年をとれば、否応なしに思い知らされるのが年齢による衰え。かつてはスーパーヒーローとして大活躍したものの、最近は失敗ばかり。ついにスポンサーから見放されての二部落ち。ついにはヒーロー失格の烙印を押されての放逐。
今じゃ流しのタクシー運転手。娘からは突き放され、かつての仲間たちとは顔を合わせずらい。
TVを見れば、かつての相棒は新しいヒーローを連れての大活躍。冷たい風が身に沁みる夜更けである。
同行した子供たちは、クスクス笑いながら映画を楽しんでいるようだが、あたしゃ素直に楽しめない気分。他人事じゃないよなァと、一人呟く哀しい中年である。
まァ、きっと最後はハッピーエンドさと分かっていたし、事実その通りのエンディングなので一安心。
でも一人帰宅した後で、図らずもしみじみと珍しく一人酒。といってもアルコールを抜いたホット・ワインなのだがね。
なんだって、こんなセンチな気分に陥ったかと云えば、原因は雪かきである。若い頃から足腰が頑丈なのが自慢だった私は、雪が降れば先頭きって雪かきに奮闘していた。隣近所は高齢者が多かったので、いつも感謝されていたものだ。
しかし、昨年の大雪の際は長野県から帰京できず、雪かきに参加できなかった。だから今回の大雪では、張り切って雪かきをしたのだが、そこで分かったのは足腰の筋肉が大幅に衰えていることだった。
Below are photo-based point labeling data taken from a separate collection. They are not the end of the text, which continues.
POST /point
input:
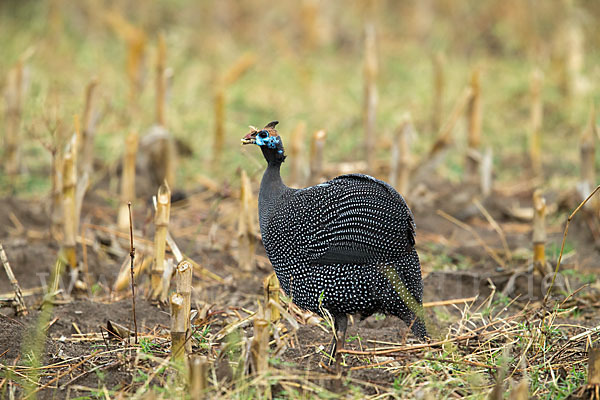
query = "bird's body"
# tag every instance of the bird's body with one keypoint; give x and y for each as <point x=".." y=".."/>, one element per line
<point x="345" y="246"/>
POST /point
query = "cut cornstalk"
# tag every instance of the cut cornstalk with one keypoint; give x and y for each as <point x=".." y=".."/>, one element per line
<point x="246" y="226"/>
<point x="575" y="57"/>
<point x="219" y="124"/>
<point x="178" y="325"/>
<point x="70" y="205"/>
<point x="473" y="157"/>
<point x="198" y="377"/>
<point x="588" y="158"/>
<point x="56" y="226"/>
<point x="296" y="152"/>
<point x="445" y="138"/>
<point x="136" y="43"/>
<point x="594" y="366"/>
<point x="161" y="86"/>
<point x="437" y="108"/>
<point x="259" y="346"/>
<point x="124" y="278"/>
<point x="128" y="179"/>
<point x="271" y="286"/>
<point x="183" y="286"/>
<point x="370" y="95"/>
<point x="161" y="223"/>
<point x="539" y="233"/>
<point x="536" y="120"/>
<point x="317" y="146"/>
<point x="401" y="157"/>
<point x="20" y="307"/>
<point x="86" y="142"/>
<point x="485" y="171"/>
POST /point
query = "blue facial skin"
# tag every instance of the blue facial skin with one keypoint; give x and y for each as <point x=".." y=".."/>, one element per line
<point x="263" y="139"/>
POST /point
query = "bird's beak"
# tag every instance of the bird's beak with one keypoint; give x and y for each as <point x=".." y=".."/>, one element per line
<point x="249" y="138"/>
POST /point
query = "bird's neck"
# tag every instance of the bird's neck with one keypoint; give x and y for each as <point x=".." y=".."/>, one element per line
<point x="271" y="189"/>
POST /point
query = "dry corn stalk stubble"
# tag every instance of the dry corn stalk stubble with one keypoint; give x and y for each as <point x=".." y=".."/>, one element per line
<point x="161" y="223"/>
<point x="536" y="120"/>
<point x="246" y="226"/>
<point x="183" y="286"/>
<point x="473" y="157"/>
<point x="316" y="157"/>
<point x="69" y="204"/>
<point x="271" y="287"/>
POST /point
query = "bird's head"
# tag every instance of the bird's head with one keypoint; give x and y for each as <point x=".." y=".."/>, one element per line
<point x="269" y="142"/>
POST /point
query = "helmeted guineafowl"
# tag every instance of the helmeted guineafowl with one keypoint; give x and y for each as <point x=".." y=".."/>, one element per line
<point x="345" y="246"/>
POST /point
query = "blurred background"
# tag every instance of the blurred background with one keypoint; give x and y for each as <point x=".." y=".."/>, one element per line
<point x="305" y="64"/>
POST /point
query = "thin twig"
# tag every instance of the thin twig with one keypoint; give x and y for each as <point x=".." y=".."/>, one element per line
<point x="132" y="255"/>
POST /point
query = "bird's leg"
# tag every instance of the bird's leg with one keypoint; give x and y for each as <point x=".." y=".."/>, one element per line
<point x="341" y="323"/>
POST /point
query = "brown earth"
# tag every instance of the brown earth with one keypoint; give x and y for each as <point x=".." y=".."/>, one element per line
<point x="455" y="265"/>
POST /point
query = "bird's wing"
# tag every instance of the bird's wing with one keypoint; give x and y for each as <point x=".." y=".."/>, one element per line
<point x="354" y="219"/>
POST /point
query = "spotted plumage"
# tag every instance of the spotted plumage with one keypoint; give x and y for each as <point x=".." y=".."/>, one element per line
<point x="345" y="246"/>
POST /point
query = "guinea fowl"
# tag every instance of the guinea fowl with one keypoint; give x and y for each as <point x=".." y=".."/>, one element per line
<point x="345" y="246"/>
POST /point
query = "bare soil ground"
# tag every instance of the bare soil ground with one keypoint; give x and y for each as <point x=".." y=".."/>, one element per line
<point x="457" y="263"/>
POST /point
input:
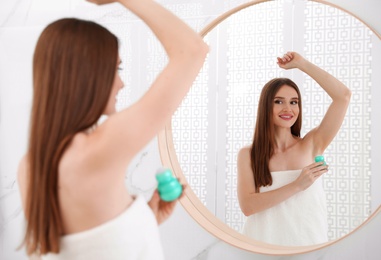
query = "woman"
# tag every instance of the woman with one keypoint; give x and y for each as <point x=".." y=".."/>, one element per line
<point x="72" y="177"/>
<point x="279" y="184"/>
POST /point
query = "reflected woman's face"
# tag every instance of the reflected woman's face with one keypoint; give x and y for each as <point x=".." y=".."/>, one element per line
<point x="285" y="107"/>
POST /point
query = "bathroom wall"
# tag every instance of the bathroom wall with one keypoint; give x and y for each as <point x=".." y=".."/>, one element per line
<point x="20" y="24"/>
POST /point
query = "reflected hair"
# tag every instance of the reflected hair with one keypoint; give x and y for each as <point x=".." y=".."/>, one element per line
<point x="264" y="139"/>
<point x="74" y="66"/>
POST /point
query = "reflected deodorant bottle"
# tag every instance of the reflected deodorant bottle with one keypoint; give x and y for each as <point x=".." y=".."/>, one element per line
<point x="320" y="158"/>
<point x="168" y="186"/>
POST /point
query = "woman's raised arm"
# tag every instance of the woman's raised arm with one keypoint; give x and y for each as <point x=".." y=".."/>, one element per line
<point x="323" y="134"/>
<point x="127" y="131"/>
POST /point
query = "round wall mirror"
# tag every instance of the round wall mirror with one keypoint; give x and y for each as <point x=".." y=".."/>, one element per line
<point x="218" y="116"/>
おそらく昨年の心筋梗塞による入院が大きく影響している。あれ以来運動を控えていたのは確かだ。でも、まさかこれほど衰えているとは思わなかった。私に代わって最近引っ越してきた若い人が大活躍であった。助かるし、嬉しいのは事実だけど、この寂しさ、どうしてくれようか。
そんな訳で落ちぶれたヒーローであるタイガーにえらく感情移入してしまった次第。いい年こいて、アニメのヒーローに思い入るなんて馬鹿らしいとも思うが、それでも最後にタイガーが活躍した時は嬉しかった。
きっと私だってトレーニングを再開して体力を戻せば、もう少し雪かきも活躍できるはずなんだけどね。